I Vangeli apocrifi sono un vasto insieme di testi (almeno una cinquantina tra frammenti e opere complete) che non sono stati inclusi nel canone ufficiale della Chiesa perché non ritenuti di ispirazione divina.
Ecco cosa devi sapere su questi “outsider” della Bibbia:
Cosa raccontano?
Mentre i Vangeli canonici (Matteo, Marco, Luca, Giovanni) si concentrano sul messaggio pubblico di Gesù, gli apocrifi spesso “riempiono i buchi” con dettagli leggendari o dottrine alternative:
Testi come il Vangelo dell’infanzia di Tommaso descrivono un Gesù bambino che compie miracoli sorprendenti (e a volte capricciosi), come animare passeri di argilla.
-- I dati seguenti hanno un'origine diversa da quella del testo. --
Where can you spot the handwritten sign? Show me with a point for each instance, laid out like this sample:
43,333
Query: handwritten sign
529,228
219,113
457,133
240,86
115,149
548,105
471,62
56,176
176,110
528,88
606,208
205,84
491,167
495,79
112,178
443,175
Il Protovangelo di Giacomonarra la nascita di Maria da Gioacchino e Anna, dettagli che non troveresti nella Bibbia standard.
Vangeli come quelli di Tommaso, Filippo o Maria Maddalena contengono insegnamenti “segreti” e filosofici, tipici delle correnti gnostiche del II-III secolo.
Il Vangelo di Nicodemo o quello di Pietro offrono descrizioni spettacolari della discesa di Cristo agli inferi o della sua uscita dal sepolcro.
Perché sono importanti?
Nonostante siano esclusi dal culto ufficiale, hanno un valore immenso:
Impatto Culturale e Artistico: Gran parte dell’arte cristiana e di feste come la Presentazione di Maria al Tempio deriva proprio dagli apocrifi.
Documentano la diversità di opinioni e fedi nel cristianesimo primitivo, mostrandoci come le prime comunità interpretavano la figura di Gesù inoltre hanno aiutato gli studiosi a comprendere il contesto sociale e religioso dei primi secoli, distinguendo tra il “Gesù storico” e il “Gesù della devozione popolare”.